The review layer for AI reports

The shape of AI work changed this year, and the artifact moved with it. Teams are no longer staring at a dashboard or a notebook — they are staring at an HTML report that an agent regenerated overnight. That shift is the entire story. Stanford's 2026 forecast names the move from generation to evaluation as the defining transition of the year (Stanford News); Forrester frames the same year around three questions, the first of which is whether enterprises can actually trust the outputs they are now drowning in (Forrester). The missing primitive in that picture is not authoring. It is review.

Competitors aren't going to own this

Look at where the incumbents are spending. Notion's 2025 push has been agents that draft, summarize, and chain — generation, not review. Google is shipping Gemini co-authoring across Docs and Workspace, also generation. Atlassian's Rovo agents summarize and rewrite Confluence pages, again generation. Every one of those products treats the document as something to be written, with the LLM as a faster typist.
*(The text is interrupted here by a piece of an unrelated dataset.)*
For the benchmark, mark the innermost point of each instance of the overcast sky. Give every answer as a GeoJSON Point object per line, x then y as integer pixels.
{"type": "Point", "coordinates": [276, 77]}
None of them treats the document as something to be inspected, with the LLM as a producer whose output must be sampled, compared, and signed off on.
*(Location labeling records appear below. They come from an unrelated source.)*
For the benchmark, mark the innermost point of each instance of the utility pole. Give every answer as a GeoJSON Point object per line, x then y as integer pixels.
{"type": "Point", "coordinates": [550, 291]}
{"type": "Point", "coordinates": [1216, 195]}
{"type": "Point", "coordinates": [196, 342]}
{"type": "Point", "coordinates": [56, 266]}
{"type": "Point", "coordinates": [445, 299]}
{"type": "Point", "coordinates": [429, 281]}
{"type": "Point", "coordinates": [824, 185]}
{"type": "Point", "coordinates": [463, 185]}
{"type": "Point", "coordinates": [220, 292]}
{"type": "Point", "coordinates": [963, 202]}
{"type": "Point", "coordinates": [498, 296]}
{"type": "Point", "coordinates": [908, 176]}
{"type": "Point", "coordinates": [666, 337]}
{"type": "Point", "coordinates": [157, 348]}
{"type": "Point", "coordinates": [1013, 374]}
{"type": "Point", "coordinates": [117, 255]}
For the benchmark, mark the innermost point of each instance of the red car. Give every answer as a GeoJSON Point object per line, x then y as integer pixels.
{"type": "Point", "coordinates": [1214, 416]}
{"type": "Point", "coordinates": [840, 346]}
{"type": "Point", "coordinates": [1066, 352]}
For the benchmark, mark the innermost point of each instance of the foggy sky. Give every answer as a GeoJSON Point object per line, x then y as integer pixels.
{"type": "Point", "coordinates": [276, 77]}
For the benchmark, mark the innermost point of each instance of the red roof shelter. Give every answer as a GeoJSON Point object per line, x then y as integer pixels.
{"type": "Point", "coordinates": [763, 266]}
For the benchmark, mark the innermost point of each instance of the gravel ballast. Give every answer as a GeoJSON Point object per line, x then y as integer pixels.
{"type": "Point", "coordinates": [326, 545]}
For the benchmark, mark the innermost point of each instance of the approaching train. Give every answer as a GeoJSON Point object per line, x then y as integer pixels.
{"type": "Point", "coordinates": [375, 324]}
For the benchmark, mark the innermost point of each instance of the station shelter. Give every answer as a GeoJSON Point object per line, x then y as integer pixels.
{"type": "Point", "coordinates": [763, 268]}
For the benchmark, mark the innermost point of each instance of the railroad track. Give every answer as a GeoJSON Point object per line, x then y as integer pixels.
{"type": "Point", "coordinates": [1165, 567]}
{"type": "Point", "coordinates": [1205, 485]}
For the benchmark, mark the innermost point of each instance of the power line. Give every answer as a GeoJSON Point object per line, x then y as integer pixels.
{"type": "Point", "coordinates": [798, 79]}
The eval community has been on a different page for over a year. Hamel Husain, who has taught the ritual of looking-at-data to roughly 800 engineers and PMs, calls the manual review pass the highest-leverage thing an AI team does (Hamel's evals FAQ). Eugene Yan at Anthropic has spent the last year publishing on how the review loop is the actual unit of progress (eugeneyan.com). Andrew Ng has been repeating the same point for months: the bottleneck is no longer model quality, it is the review ritual that turns model output into decisions (@AndrewYNg). The practitioners agree. The platforms haven't caught up. That gap is the window.

What "the review layer" actually means

A review layer is not a comment widget. It is four primitives that compose:

  1. Snapshots over time. An AI report is not one document; it is the sequence of versions an agent produced on a schedule. Every snapshot is diffable against the last one. Without that history, review is just triage.
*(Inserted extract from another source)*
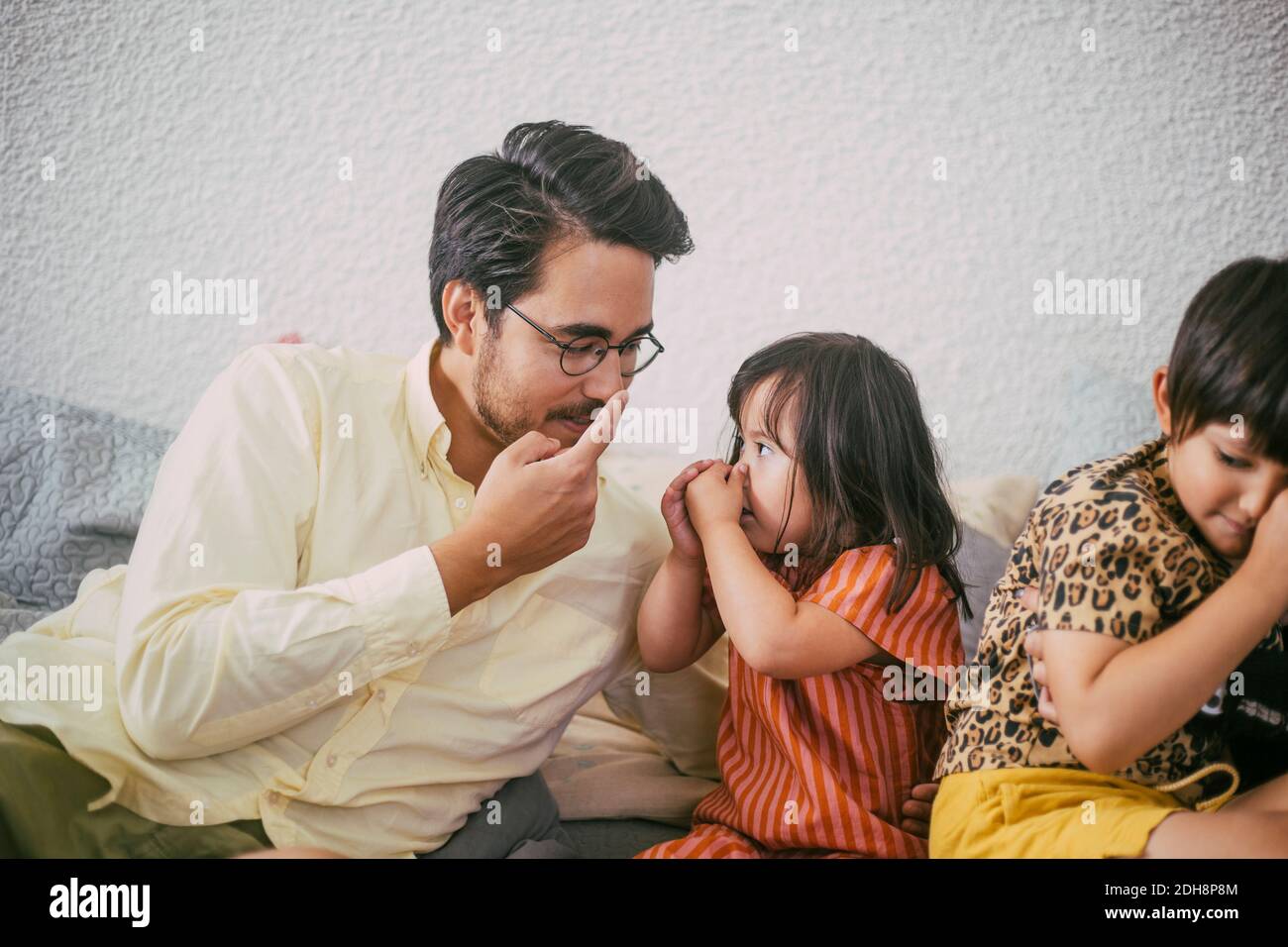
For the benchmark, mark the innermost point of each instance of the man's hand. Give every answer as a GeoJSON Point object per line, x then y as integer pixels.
{"type": "Point", "coordinates": [915, 810]}
{"type": "Point", "coordinates": [684, 538]}
{"type": "Point", "coordinates": [536, 504]}
{"type": "Point", "coordinates": [715, 496]}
  2. Anchored comments. Reviewers comment on the paragraph, the table cell, the specific number that moved — not on the document as a whole. Anchored comments are how disagreement gets resolved instead of re-litigated next week.

  3. Scheduled regeneration. The agent that produced the report needs to be able to produce the next one on a cadence. Routines — Comma's hosted-cron primitive — keep the artifact alive without turning it into a fire drill.

  4. MCP for AI reviewers. Humans aren't the only reviewers anymore. An AI agent that triages eval regressions, or auto-labels the rows where the new model lost to the old one, is a first-class commenter. MCP is how that agent reads the report, posts comments, and ships the next revision. The Model Context Protocol crossed 97 million monthly SDK downloads in 2025 and was donated to the Linux Foundation in December (Pento — A year of MCP); it is now the integration rail, and Comma's MCP server ships with a scoped token model that treats agents as ordinary collaborators.

These four primitives compose into one thing: accountability for AI output. Snapshots tell you what changed. Anchored comments tell you who saw it. Schedules tell you when it ran. MCP tells you which agent posted it. None of those is interesting in isolation; together, they are the substrate for review.

The proof

Three teams, same primitives.

An AI eval team ships a Claude skill that rebuilds a regression report every Monday morning. Each snapshot is diffed against the prior week. The lead reviewer leaves anchored comments on the rows that regressed; the on-call agent files them as Linear issues by lunch. The report is the artifact the entire eval cadence revolves around.

A data team runs a Monday business review built by a notebook pipeline. The output is an HTML page with revenue, retention, and funnel cells. The CFO comments on the same paragraph every Monday; the analyst answers in-thread instead of in a four-message Slack tangent. The history of those threads is the history of the metric.

A compliance team receives a quarterly board report that an agent assembles from policy logs. Every paragraph that changed since the last quarter is highlighted; the compliance officer signs off cell by cell. The signed-off snapshot is the legal artifact, not a screenshot in a deck.

Different reviewers, different cadences, the same four primitives.

What we're shipping next

The next release lands automatic changelogs on every snapshot. Today, when a routine reruns and posts a new revision, reviewers have to skim to find what moved. After R1, every snapshot opens with a plain-English summary of the diff — which numbers changed, which paragraphs were rewritten, which sections were added. The reviewer's first job stops being "where do I look" and starts being "do I agree with this." That is the right starting point for review.

Close

The market has spent two years asking how to generate more. It is about to spend the next two asking whether what was generated is correct. The artifact at the center of that question is the AI-generated HTML report, and the primitive it has been missing is review. Comma is the review layer for AI reports. We believe that is the category, and we are going to act like it.